MHB Proving Linear Dependence of r1,r2,r3 Given a,b,c ≠ 0

[Suvadip]

Given that
$$r1=2a-3b+c$$
$$r2=3a-5b+2c$$
$$r3=4a-5b+c$$

where $$a, b, c$$ are non-zero and non coplannar vectors

How to prove that $$r1, r2 , r3$$ are linearly dependent?

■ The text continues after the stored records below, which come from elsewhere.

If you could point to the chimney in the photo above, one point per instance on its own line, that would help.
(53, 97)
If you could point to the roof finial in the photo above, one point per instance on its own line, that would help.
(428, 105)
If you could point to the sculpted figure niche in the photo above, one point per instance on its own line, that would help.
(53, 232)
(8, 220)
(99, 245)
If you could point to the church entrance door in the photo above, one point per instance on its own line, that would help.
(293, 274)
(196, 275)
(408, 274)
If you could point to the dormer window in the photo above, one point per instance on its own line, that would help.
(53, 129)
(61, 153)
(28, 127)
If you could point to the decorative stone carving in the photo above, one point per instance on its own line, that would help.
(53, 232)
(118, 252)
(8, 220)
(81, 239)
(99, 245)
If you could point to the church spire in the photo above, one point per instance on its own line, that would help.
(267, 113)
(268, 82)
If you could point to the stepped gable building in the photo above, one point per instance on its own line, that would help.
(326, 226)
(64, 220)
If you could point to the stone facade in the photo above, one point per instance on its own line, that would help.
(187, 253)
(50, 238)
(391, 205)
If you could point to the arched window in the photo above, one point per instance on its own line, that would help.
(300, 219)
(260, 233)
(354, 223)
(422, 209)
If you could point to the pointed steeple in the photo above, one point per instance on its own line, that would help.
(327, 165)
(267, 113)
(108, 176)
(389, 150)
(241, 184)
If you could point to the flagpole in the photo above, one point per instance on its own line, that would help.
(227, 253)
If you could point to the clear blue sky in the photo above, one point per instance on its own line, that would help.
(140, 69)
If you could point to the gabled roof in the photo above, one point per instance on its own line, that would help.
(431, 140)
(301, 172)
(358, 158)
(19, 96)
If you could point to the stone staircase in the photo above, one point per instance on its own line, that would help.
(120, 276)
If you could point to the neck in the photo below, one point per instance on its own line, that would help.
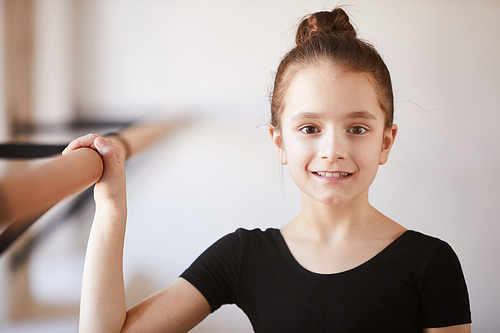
(326, 222)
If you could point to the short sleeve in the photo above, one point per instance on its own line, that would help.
(442, 289)
(215, 272)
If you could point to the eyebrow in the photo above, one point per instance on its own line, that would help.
(350, 115)
(361, 114)
(306, 115)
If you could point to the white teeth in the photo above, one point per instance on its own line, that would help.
(333, 174)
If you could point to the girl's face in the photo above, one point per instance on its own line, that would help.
(332, 135)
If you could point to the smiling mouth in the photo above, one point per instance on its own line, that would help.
(333, 174)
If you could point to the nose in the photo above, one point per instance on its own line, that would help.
(332, 146)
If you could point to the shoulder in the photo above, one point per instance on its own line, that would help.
(415, 241)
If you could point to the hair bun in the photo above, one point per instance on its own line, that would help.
(318, 23)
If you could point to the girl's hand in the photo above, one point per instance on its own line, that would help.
(110, 188)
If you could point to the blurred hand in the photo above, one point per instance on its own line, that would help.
(110, 189)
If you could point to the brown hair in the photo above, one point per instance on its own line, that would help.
(330, 37)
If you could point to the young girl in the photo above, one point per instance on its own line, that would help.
(340, 265)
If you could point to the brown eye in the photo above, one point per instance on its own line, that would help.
(309, 130)
(357, 130)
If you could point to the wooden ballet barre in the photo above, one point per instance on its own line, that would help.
(29, 194)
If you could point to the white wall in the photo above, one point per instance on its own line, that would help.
(3, 103)
(216, 59)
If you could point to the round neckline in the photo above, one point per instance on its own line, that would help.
(289, 256)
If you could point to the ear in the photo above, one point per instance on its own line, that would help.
(388, 141)
(277, 138)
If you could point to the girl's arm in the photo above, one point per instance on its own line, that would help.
(177, 308)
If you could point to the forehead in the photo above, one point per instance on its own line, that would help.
(327, 90)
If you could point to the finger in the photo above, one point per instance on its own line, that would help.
(83, 141)
(108, 150)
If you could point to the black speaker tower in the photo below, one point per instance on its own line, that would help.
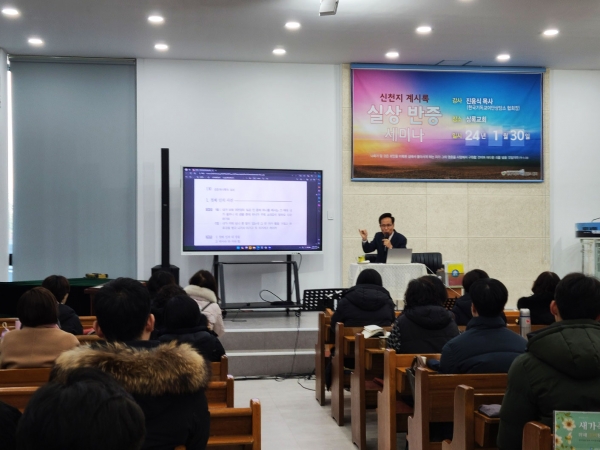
(165, 228)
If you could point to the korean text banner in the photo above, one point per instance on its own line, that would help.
(413, 125)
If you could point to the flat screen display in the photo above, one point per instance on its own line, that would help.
(229, 211)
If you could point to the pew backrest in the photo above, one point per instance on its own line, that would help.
(24, 377)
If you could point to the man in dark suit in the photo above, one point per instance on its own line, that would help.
(386, 238)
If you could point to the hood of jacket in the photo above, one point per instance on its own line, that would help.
(165, 369)
(200, 293)
(368, 297)
(571, 347)
(430, 317)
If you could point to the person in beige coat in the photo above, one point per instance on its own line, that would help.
(203, 289)
(39, 342)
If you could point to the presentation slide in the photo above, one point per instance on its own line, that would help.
(249, 212)
(228, 211)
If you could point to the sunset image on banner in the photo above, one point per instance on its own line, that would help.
(411, 125)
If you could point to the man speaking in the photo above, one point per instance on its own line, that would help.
(386, 238)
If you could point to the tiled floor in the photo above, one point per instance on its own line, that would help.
(293, 420)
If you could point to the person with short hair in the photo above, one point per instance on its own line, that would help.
(366, 303)
(560, 371)
(39, 341)
(385, 239)
(158, 280)
(168, 381)
(89, 410)
(425, 325)
(539, 303)
(184, 323)
(487, 345)
(203, 289)
(68, 320)
(462, 307)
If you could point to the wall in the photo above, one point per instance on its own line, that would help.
(227, 114)
(500, 228)
(575, 159)
(3, 168)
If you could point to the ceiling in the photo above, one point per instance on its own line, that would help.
(361, 31)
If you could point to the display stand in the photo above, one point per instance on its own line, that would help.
(292, 302)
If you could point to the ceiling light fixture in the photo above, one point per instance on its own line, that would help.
(11, 12)
(292, 25)
(328, 7)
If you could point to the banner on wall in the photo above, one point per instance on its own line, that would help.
(446, 125)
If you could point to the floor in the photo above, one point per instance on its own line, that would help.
(293, 420)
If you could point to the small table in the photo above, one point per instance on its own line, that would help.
(395, 276)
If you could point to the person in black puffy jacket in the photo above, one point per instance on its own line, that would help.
(425, 325)
(185, 323)
(367, 303)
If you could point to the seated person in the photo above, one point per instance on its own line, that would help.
(367, 303)
(159, 302)
(39, 342)
(462, 307)
(167, 380)
(185, 323)
(486, 346)
(90, 411)
(385, 239)
(539, 303)
(159, 279)
(425, 325)
(203, 289)
(68, 320)
(560, 371)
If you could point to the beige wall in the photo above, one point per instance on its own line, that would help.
(500, 228)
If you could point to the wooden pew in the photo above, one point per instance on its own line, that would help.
(24, 377)
(325, 341)
(235, 428)
(17, 396)
(537, 436)
(434, 401)
(392, 413)
(219, 394)
(473, 430)
(219, 369)
(344, 348)
(368, 364)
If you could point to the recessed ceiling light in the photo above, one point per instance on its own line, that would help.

I have moved with $$c1*r1+c2*r2+c3*r3=0$$
but confused how to show that at leat one of $$c1, c2, c3$$ is non-zero. We only have the information $$a,b,c \neq 0$$ and $$[a b c]\neq 0$$

 

[Evgeny.Makarov]

I'll denote the coefficients by $x_1,x_2,x_3$ instead of $c_1,c_2,c_3$ because the letter $c$ already denotes a vector. Usually the convention is to use, for example, English letters from the beginning of the alphabet possibly followed by subscripts or primes to denote vectors, Greek letters possibly with subscripts or primes to denote real numbers and so on.

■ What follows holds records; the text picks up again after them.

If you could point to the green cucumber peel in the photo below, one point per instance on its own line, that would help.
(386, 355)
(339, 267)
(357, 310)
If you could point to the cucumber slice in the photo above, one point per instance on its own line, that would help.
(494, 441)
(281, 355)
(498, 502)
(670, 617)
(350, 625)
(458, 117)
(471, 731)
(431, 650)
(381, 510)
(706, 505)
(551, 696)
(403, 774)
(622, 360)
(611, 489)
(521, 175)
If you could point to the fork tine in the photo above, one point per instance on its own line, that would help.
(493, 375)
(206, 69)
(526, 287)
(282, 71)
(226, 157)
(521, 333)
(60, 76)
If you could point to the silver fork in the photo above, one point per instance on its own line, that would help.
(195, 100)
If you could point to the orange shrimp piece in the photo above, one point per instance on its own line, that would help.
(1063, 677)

You can rearrange the equation
\[
x_1r_1+x_2r_2+x_3r_3=0
\]
to have the form
\[
y_1a+y_2b+y_3c=0\qquad(1)
\]
where $y_1,y_2,y_3$ are some numbers expressed through $x_1,x_2,x_3$. Since $a,b,c$ are non-coplanar and hence linearly independent, (1) happens iff
\[
y_1=y_2=y_3=0.\qquad(2)
\]
Thus you have three equations and three variables $x_1,x_2,x_3$. Since this system is homogeneous (the right-hand side is 0), it has a solution $x_1=x_2=x_3=0$. If there are no other solutions, then no nontrivial combination of $r_1,r_2,r_3$ is 0 and thus the vectors are linearly independent. If there is a nonzero solution to (2), then there exists a nontrivial linear combination of $r_1,r_2,r_3$ that equals zero and so the vectors are linearly dependent.

 

[soroban]

Hello, suvadip!

Given that: .\begin{array}{ccc}r_1&=&2a-3b+c \\ r_2&=&3a-5b+2c \\ r_3&=&4a-5b+c \end{array}

where a, b, c are non-zero, non-coplannar vectors

How to prove that r_1, r_2 , r_3 are linearly dependent?

Show that one of them is a linear combination of the other two.We will show that: .Pr_1 + Qr_2 \:=\:r_3 for some integers P,Q.

. . P(2a-3b+c) + Q(3a-5b+2c) \:=\:4a-5a + c

. . 2Pa - 3Pb + PC + 3Qa - 5Qb + 2Qc \:=\:4a-5b+c

. . (2P+3Q)a - (3P+5Q)b + (P+2Q)c \:=\:4a-5b+c

Equate coefficients: .\begin{Bmatrix}2P + 3Q &=& 4 \\ 3P + 5Q &=& 5 \\ P+2Q &=& 1 \end{Bmatrix}

Solve the system: .P = 5,\;Q = \text{-}2
. . Note: these values must satisfy all three equations.

Therefore, r_1,r_2,r_3 are linearly dependent.